Nor can you resist rooting for the ensemble of players, all sparked with wide-eyed sixth former swagger, led by a pitch perfectly monosyllabic Harry Kane. The tournament sequences ebb and flow with electricity, tense victory and inevitable defeat. Es Devlin’s sleek set sits us right in the thick of it, video game-like graphics projecting the vista of a vast Stadium’s pitch, swallowing us in the grandeur and the anxiety of the penalty kick.
Graham is undoubtedly an intuitive playwright who has carved a theatrical niche in mining the depths of flawed male characters. But traipsing out of the National Theatre with a triumphant rendition of Sweet Caroline blaring over the speakers, the cast goading the audience into compulsory jubilation of a sing-a-long, I wonder what becomes of entertainment in the age of therapy-speak.
My thoughts hark back to Jez Butterworth’s Jerusalem and its melancholic lament for the old England — the one unblemished by self-regulating culture of key performance indicators and parking regulations. It’s the same England preserved in the spate of football hooligan films of the early noughties. No doubt a riposte to chintzy chick-flicks, the kind of films made for men to cleanse the palette after being dragged to Bridget Jones duplicates by doting girlfriends.

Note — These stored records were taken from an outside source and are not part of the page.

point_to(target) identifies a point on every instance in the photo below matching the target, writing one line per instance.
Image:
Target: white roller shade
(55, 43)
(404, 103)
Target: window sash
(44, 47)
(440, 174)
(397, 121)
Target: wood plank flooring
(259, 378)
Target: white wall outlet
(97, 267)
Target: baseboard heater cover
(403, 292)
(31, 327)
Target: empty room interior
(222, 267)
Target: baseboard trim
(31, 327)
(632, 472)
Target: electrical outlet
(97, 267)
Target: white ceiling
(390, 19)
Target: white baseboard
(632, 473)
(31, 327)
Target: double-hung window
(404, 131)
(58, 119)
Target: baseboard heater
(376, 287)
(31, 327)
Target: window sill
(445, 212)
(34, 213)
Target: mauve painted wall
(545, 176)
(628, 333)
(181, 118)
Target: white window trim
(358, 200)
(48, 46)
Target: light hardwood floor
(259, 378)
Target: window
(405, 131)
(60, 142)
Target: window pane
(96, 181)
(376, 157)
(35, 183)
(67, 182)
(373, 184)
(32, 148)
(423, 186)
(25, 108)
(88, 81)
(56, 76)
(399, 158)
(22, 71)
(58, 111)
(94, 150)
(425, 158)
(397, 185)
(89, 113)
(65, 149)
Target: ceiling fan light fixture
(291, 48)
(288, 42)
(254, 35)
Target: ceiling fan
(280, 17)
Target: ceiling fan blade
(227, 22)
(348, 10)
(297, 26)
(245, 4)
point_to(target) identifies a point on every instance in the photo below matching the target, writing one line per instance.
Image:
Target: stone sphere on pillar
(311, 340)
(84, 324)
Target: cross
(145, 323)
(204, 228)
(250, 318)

Films like The Football Factory — my personal favourite — are anathema to Dear England’s men-have-feelings positivity. Yes they are stupendously silly and violent, but also wildly entertaining, especially if Danny Dyer is involved. The Southgate philosophy encapsulated in Dear England is important and, like him or not, he brought the England team within arm’s reach of trophies. Great. But as far as art is concerned, give me Gazza and Beckham behaving badly any day.
Dear England plays at The National Theatre until May 24, ahead of a four-week run at the Lowry in Salford.